山中 救援連絡センターは、今年、東京弁護士会人権賞を受けました。受賞に応えるためにも被疑者、被告人、受刑者にされた側の人々の立場に立った人権擁護活動に励んできたいと思います。司法改悪阻止、裁判員制度反対をたたかってきた弁護士の皆さんの闘いに学び、合流していくつもりです。救援連絡センターへの要望、ご提案をお聞かせ下さい。
武内 政府(法務省・検察庁)と裁判所が自ら憲法と刑事訴訟法の原則を無視し、刑事司法を「絶望」とまで言わしめる状況を作り出しておきながら、その状況を逆手にとって「司法改革」なるスローガンを用いてさらなる刑事司法制度の改悪が行われてきたのが実態であることは、今や現場で刑事弁護活動に従事する弁護士には明白となっています。国選弁護や民事法律扶助事件を受任するために司法支援センターと契約した弁護士、センターの常勤弁護士となって雇用された弁護士、そして私選刑事弁護に従事する弁護士、いずれも真相に気がつき始めています。裁判員制度の欺瞞性、反人民性も広く人々に知られるようになってきました。昨年12月の内閣府の世論調査では、裁判員を「やりたくない」との回答がさらに増加して78%にまで達しました。
 結局何のための「改革」であるのかといえば、資本主義経済の行き詰まりを世界市場での利権拡大、維持により乗り切ろうとする経済界の切実な意図、そのためには日本も世界中でアメリカなどの帝国主義列強と協働しあるいは対抗できる軍事力を保有すること、すなわち「戦争ができる国」になることが不可欠であると日本の支配階級は考えているからです。しかし今までの刑事司法制度では、人民に戦争政策を支持させ、戦場に動員するのは不可能です。自治権を有する在野、反権力の弁護士会、弁護士の存在も大きな障害です。これをすべて戦時体制に転換するのが、「最後の要」(司法審意見書より)としての「司法改革」の目的です。これは、九条改憲と改憲手続法制定、教育基本法改悪、共謀罪制定などと一体の、人民に対して仕掛けられている攻撃です。

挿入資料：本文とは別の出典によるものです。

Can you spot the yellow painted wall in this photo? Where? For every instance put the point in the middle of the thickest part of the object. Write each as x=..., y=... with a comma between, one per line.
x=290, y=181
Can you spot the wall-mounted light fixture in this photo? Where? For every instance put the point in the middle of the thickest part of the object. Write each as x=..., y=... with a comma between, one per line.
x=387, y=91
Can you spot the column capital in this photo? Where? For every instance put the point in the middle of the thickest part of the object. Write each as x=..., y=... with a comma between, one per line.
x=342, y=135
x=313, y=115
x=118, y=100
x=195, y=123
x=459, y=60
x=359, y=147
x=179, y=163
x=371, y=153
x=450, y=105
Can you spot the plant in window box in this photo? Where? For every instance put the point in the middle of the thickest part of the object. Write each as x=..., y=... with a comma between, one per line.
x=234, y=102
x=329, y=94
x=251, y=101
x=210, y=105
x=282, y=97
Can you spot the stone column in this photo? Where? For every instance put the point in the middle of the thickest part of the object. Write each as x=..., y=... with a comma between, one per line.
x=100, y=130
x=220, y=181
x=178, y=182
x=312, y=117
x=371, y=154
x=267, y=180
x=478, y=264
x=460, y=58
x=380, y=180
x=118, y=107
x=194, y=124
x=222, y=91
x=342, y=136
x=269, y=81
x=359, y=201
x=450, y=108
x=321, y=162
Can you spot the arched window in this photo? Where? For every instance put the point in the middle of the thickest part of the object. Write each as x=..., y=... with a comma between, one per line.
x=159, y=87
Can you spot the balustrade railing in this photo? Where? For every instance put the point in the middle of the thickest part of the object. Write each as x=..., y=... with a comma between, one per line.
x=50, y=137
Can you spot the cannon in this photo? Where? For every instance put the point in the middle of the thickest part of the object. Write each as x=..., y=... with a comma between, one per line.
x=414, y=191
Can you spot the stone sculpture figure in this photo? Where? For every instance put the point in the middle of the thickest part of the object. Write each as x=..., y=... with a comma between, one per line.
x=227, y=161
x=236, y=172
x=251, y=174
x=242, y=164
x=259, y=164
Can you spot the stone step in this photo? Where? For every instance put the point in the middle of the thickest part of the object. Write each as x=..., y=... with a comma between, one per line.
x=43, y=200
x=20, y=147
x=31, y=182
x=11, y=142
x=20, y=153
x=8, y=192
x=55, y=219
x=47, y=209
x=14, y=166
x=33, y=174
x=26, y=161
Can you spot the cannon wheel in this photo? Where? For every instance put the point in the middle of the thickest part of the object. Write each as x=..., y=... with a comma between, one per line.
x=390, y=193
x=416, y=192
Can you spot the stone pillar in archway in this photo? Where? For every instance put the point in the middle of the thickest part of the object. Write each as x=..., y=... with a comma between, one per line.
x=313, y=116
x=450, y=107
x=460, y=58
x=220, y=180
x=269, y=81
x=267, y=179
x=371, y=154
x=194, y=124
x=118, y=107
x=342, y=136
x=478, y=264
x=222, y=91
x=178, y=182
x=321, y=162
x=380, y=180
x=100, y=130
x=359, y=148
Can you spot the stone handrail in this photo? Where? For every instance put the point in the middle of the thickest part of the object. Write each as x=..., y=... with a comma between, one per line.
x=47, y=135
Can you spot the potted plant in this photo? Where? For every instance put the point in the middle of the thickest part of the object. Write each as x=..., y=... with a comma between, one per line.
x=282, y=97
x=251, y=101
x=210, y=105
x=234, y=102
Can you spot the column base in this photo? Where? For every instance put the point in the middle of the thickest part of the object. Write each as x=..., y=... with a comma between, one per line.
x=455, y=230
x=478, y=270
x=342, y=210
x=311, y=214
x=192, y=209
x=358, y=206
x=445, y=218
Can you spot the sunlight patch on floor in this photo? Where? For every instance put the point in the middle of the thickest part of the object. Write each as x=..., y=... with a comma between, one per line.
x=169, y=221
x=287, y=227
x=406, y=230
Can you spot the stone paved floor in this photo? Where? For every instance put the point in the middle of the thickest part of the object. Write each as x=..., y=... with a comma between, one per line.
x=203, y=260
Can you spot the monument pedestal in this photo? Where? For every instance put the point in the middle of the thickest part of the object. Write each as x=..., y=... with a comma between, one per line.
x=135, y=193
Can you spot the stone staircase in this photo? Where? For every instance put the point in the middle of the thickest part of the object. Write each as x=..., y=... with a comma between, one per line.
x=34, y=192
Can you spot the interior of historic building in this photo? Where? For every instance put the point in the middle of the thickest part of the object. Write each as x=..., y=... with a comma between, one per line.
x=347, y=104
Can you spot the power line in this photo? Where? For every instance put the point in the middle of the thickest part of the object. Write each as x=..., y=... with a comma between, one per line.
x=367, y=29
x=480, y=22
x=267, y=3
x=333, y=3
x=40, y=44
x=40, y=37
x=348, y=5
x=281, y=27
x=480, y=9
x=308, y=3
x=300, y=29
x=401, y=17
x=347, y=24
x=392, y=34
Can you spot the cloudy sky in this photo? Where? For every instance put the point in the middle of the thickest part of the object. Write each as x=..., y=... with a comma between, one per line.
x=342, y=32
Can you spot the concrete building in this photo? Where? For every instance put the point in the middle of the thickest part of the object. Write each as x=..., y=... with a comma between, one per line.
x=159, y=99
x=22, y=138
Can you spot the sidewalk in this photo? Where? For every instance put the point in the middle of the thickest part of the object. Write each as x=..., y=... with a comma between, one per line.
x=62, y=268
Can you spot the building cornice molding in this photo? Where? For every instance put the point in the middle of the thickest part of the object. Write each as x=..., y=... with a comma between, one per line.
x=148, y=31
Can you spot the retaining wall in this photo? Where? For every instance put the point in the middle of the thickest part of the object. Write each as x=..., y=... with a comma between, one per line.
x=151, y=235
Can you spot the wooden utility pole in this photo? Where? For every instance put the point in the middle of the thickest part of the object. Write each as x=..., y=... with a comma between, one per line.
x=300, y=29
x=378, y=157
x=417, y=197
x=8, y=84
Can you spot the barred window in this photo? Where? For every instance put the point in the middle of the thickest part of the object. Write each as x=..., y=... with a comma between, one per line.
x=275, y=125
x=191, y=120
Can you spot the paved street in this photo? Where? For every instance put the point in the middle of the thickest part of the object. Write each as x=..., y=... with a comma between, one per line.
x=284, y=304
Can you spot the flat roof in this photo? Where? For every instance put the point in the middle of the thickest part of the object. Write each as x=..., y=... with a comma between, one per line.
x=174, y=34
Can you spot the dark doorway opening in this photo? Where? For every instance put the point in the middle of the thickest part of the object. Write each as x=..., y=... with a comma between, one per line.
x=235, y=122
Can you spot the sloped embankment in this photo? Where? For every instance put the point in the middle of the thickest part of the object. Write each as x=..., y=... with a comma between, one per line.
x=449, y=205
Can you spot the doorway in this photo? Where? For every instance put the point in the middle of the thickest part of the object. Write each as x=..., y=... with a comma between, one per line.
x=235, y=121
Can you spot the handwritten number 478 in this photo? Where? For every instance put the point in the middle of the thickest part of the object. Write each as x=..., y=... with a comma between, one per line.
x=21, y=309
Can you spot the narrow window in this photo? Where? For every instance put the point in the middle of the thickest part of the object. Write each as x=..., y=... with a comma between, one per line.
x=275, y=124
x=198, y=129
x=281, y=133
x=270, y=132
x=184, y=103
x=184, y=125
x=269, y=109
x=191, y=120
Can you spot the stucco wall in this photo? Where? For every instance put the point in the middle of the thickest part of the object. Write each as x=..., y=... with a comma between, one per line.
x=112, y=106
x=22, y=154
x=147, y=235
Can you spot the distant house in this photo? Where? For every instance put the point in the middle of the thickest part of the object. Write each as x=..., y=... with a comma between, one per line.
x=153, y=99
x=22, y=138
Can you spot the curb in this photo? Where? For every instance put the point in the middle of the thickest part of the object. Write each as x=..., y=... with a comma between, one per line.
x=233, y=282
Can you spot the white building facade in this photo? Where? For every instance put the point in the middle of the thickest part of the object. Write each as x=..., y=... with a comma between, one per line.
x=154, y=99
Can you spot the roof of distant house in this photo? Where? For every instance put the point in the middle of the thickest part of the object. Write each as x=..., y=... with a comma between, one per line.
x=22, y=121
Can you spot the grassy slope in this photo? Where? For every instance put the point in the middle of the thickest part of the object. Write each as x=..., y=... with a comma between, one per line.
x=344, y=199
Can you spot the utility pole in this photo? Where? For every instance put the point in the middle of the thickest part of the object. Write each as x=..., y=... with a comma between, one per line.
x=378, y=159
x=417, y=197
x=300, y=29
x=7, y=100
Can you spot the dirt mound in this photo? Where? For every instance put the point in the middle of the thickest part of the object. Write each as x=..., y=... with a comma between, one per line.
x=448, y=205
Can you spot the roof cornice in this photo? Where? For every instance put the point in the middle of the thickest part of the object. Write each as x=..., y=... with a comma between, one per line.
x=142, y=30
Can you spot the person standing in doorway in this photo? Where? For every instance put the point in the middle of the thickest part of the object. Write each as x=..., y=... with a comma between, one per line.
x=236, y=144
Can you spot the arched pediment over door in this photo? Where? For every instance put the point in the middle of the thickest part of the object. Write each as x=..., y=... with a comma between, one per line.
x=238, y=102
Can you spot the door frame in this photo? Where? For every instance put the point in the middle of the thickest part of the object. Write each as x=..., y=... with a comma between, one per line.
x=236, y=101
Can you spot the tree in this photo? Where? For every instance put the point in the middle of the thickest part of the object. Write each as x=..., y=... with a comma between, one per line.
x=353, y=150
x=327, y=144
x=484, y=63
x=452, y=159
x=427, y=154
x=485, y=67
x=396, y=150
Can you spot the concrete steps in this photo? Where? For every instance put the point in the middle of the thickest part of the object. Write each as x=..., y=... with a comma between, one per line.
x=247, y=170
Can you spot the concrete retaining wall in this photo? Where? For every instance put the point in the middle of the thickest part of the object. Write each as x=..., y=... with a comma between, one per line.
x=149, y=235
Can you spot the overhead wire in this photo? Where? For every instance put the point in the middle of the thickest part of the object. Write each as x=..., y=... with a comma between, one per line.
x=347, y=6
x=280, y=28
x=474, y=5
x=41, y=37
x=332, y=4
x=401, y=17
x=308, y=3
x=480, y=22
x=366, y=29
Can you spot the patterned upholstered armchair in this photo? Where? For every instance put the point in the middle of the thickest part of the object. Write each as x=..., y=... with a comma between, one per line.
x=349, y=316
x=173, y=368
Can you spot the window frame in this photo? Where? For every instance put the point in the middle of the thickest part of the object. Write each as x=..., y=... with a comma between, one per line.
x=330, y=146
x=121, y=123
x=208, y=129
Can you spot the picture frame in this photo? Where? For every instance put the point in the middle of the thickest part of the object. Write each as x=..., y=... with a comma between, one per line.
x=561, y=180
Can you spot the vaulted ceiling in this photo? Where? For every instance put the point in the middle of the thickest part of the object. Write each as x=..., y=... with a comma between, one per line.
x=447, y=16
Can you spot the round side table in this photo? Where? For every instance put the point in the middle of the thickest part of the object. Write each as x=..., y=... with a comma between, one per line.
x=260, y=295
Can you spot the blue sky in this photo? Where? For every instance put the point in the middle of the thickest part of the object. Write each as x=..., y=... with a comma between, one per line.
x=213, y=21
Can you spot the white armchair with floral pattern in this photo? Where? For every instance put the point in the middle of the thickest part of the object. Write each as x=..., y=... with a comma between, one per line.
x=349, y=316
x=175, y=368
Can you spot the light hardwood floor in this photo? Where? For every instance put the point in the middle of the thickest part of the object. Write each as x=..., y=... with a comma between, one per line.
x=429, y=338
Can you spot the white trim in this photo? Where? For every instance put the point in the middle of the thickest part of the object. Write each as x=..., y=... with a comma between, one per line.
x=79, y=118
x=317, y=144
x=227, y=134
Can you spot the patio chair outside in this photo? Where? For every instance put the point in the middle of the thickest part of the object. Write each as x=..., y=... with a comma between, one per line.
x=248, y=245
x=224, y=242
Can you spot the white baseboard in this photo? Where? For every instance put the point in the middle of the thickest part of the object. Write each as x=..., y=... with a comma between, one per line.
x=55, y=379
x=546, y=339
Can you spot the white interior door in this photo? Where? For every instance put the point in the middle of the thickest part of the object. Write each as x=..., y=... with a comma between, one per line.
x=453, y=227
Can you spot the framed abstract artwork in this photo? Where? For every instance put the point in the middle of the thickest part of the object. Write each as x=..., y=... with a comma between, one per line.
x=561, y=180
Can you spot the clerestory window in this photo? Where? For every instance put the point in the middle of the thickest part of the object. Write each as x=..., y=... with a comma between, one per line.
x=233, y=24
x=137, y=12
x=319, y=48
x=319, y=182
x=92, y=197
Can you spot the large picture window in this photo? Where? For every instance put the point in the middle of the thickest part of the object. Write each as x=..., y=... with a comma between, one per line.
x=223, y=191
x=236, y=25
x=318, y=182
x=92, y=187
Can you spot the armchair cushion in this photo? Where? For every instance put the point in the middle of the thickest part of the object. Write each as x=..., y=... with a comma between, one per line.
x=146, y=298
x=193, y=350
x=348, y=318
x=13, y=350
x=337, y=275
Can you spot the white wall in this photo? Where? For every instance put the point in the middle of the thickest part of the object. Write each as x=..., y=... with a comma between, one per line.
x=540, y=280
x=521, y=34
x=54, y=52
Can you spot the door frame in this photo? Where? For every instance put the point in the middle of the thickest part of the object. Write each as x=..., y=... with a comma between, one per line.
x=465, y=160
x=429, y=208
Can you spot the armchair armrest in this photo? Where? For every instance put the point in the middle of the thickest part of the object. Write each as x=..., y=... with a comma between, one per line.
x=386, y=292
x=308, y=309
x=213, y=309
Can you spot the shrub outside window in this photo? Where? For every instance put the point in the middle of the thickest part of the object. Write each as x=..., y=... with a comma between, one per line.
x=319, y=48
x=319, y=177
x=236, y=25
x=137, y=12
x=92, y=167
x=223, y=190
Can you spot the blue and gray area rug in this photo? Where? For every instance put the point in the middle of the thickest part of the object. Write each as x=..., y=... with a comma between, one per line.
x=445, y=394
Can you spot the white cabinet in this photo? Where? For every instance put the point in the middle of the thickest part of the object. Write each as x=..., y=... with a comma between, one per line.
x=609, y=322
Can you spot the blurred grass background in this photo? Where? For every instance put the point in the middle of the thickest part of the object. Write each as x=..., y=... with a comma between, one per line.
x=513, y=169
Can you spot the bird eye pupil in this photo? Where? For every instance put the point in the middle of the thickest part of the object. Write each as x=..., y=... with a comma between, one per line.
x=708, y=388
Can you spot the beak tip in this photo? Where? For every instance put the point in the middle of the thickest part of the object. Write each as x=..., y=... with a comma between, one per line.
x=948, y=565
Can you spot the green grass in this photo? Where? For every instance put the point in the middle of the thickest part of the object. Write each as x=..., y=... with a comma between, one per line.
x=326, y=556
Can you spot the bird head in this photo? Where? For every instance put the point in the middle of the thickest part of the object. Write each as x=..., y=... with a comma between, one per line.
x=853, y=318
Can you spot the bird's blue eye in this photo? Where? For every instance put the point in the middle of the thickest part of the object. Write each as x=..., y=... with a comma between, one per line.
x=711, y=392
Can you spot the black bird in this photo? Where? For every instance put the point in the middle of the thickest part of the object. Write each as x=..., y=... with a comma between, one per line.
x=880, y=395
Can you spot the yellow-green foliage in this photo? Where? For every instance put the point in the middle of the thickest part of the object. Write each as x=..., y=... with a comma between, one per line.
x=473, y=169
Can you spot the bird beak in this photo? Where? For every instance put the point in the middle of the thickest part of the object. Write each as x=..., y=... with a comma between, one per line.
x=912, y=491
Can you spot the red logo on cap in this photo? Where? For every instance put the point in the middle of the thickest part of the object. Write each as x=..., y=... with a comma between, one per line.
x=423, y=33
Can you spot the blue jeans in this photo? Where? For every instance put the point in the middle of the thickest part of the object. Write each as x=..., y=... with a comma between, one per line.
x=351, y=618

 しかし、この真実が知られることで、「改革」の幻想、虚偽性があらわになり、政府(法務省・検察庁)と最高裁の悪巧みに対する人民の怒りは、激しく湧き上がるでしょう。「司法改革」タウンミーティングにおける「ヤラセ」や裁判員制度推進集会での「サクラ」動員は、国家主導「改革」なるものへの疑念と怒りを増大させています。
 救援連絡センターは、基盤を人民に置いている組織です。これから、ますます人民の司法に対する不満や疑念、怒りの結集軸として活動を強め、司法改悪の企みを粉砕する闘いを共に闘っていっていただきたいと思います。